Lavoravano a questo progetto da due anni, hanno più volte incontrato il sindaco e i vari assessori, chiedendo un dialogo ed un segnale di apertura da parte di chi si è posto al servizio della gente ed il cui compito è quindi quello di realizzare il bene della comunità. Far politica significa ancora questo, giusto? Ebbene: nel suo articolo, cara prof, lei ha parlato di un “atto di pura illegalità, evidente atto di disprezzo per le regole e delle procedure contemplate dalle norme e dalla legge”. Poi ha aggiunto:“Se vuoi una cosa prendila fa a botte, forza porte e serrature, urla e minaccia”.
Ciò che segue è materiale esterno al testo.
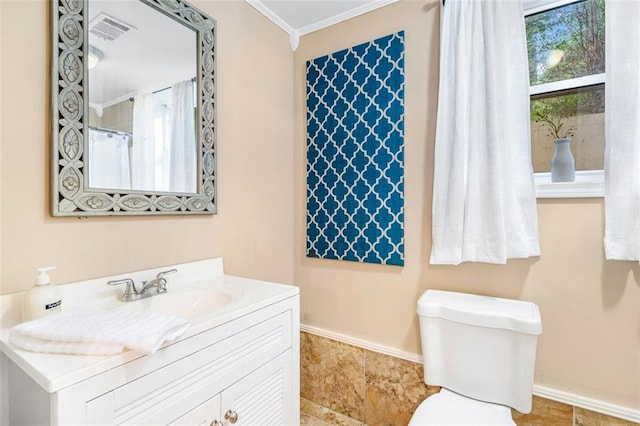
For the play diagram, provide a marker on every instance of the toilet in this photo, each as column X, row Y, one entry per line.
column 481, row 351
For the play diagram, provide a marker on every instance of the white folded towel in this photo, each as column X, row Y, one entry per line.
column 90, row 331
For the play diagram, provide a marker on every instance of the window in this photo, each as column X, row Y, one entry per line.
column 566, row 46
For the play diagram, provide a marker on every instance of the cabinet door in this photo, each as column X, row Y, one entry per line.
column 205, row 414
column 263, row 397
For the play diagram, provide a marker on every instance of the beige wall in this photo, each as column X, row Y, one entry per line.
column 252, row 230
column 590, row 307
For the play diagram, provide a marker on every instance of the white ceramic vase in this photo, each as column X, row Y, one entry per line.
column 563, row 166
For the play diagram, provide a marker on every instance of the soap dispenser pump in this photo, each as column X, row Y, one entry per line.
column 42, row 299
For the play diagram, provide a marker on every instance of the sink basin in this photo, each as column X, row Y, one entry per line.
column 194, row 305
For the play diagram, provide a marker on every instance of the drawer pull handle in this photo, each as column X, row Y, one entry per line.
column 232, row 416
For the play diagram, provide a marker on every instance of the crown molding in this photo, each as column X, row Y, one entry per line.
column 295, row 33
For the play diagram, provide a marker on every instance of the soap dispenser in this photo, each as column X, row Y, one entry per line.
column 42, row 299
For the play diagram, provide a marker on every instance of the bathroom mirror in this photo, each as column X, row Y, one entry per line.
column 133, row 108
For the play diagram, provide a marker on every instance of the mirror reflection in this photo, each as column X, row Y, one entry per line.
column 142, row 98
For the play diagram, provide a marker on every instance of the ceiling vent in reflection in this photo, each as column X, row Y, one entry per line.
column 108, row 28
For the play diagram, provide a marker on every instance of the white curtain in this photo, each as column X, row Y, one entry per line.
column 108, row 160
column 484, row 205
column 622, row 130
column 183, row 149
column 143, row 152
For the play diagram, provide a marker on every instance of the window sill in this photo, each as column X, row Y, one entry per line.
column 588, row 183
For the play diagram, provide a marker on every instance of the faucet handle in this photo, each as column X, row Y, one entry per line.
column 130, row 291
column 163, row 273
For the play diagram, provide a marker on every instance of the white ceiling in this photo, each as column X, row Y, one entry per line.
column 300, row 17
column 157, row 53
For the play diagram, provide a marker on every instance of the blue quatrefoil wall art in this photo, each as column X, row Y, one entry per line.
column 355, row 153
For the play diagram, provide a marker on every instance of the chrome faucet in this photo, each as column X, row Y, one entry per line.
column 158, row 285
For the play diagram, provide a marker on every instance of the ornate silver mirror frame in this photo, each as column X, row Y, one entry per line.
column 71, row 195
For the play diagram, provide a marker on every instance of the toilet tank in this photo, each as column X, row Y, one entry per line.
column 479, row 346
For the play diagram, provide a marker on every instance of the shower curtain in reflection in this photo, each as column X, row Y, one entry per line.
column 164, row 141
column 144, row 143
column 109, row 160
column 182, row 163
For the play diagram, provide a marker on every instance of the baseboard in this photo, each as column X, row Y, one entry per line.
column 541, row 391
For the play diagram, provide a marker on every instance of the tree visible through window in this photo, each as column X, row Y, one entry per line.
column 566, row 70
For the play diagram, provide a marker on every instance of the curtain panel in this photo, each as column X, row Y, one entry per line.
column 484, row 205
column 622, row 130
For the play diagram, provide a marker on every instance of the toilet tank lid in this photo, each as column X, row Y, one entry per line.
column 481, row 311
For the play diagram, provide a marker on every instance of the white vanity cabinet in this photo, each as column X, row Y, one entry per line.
column 246, row 367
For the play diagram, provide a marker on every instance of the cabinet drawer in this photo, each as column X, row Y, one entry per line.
column 166, row 393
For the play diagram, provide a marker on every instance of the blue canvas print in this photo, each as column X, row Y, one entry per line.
column 355, row 153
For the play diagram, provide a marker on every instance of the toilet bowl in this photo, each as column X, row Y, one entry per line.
column 450, row 408
column 481, row 351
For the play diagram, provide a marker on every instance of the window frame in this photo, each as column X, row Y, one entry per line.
column 588, row 183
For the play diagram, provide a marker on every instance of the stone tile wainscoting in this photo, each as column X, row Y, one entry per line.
column 342, row 384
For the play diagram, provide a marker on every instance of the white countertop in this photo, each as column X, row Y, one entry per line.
column 55, row 371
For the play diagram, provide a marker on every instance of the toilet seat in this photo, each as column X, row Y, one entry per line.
column 450, row 408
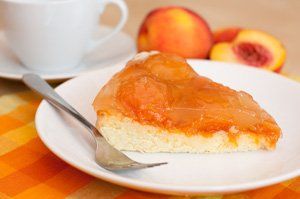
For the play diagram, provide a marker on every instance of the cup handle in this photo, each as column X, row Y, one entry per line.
column 123, row 18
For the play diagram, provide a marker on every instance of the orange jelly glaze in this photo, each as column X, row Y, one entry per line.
column 164, row 91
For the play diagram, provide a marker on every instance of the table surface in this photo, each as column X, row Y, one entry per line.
column 278, row 17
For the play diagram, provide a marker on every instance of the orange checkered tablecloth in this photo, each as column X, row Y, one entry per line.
column 29, row 170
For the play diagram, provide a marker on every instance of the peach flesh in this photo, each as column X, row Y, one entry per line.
column 252, row 54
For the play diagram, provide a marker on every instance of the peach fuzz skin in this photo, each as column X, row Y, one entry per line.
column 250, row 47
column 175, row 30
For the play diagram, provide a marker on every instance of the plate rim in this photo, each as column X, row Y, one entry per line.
column 168, row 189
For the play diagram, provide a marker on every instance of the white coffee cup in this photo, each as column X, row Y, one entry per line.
column 54, row 35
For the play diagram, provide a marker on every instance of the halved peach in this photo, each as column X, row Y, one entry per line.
column 251, row 47
column 226, row 34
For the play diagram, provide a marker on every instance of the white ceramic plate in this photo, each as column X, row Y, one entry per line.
column 117, row 49
column 185, row 173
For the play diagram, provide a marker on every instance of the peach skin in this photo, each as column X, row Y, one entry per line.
column 175, row 30
column 250, row 47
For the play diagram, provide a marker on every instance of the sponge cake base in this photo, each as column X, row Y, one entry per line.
column 129, row 135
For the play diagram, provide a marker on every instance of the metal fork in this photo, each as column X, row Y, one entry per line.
column 106, row 155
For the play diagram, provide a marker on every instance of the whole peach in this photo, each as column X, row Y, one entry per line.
column 175, row 30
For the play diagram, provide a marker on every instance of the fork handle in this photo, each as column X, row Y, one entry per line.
column 37, row 84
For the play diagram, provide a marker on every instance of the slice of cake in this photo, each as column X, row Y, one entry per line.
column 158, row 103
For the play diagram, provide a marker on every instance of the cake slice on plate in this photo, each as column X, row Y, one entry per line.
column 158, row 103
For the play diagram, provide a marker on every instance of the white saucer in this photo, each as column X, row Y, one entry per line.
column 184, row 173
column 119, row 48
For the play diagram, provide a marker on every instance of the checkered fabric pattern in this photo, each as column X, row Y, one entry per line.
column 29, row 170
No,mia cara professoressa, i ragazzi non hanno fatto a botte, non hanno minacciato ma civilmente urlato a gran voce ciò che sussurrato con educazione nel chiuso dell’aula consiliare era stato ignorato ripetutamente. La sera della cena sono salita attraverso una scala sudicia, ma nulla rispetto a come era, mi dicevano. Mi sono ritrovata in una grande sala ordinata e pulita, sulla destra diverse poltroncine messe in circolo e a terra delle flebili candele che scaldavano il cuore più che l’ambiente (con un generatore e fili volanti sono riusciti ad illuminare alla meglio l’ambiente).

Al centro della sala un lungo tavolo con piatti, bicchieri posate di plastica e una fila ordinata di circa trenta ragazzi che si apprestavano a gustare un piatto senegalese, per altro gustosissimo, cucinato dalla moglie di uno di loro. Si respirava un’aria di soddisfazione: avevano lavorato tutto il giorno con ramazza e detersivi e quel luogo spoglio e grigio risplendeva nei sorrisi di tutti. Alle dieci e trenta, come avevano promesso alle forze dell’ordine, hanno lasciato l’ex biblioteca senza creare alcun disordine, senza minacce e senza la “violenza” della quale ha parlato lei nel suo pezzo. Ho avuto modo anche di conoscere Vincenzo, laureato in filosofia. Pietro, laureato in Scienze Politiche, ha anche scritto un libro che prima o poi presenterà al pubblico. Ho inoltre incontrato alunni liceali e lavoratori di diverse nazionalità, tutti uniti da un intento comunque e soprattutto da un impegno duro quanto volontario.

Concludendo, quindi, colgo l’occasione per rivolgermi al primo cittadino invitandolo a proseguire il dialogo già instaurato con la giovane frangia della cittadinanza attiva e propositiva che anche Caserta può offrire. Il tutto per fare qualcosa per la vita e lo sviluppo sociale dei ragazzi; in una città che non offre nulla ai giovani (a quei giovani che non si possono permettere di trascorrere il loro tempo libero ogni sera in locali e bar). Pio Del Gaudio colga un’opportunità che non dovrebbe farsi scappare, magari dando una mano ai ragazzi concretamente e rendendo l’ambiente più salubre e accogliente.

In fine mi rivolgo a quei genitori che come me sono preoccupati per il futuro dei loro figli e vivono nella paura della loro corruzione fisica e mentale: non lasciatevi forviare dai “si dice che”, dal pregiudizio, dal pettegolezzo e dalla polemica strumentale e figlia dei secondi scopi. Fate come me: andate e vivete in prima persona gli slanci energici e magari anche teneramente ingenui dei vostri ragazzi.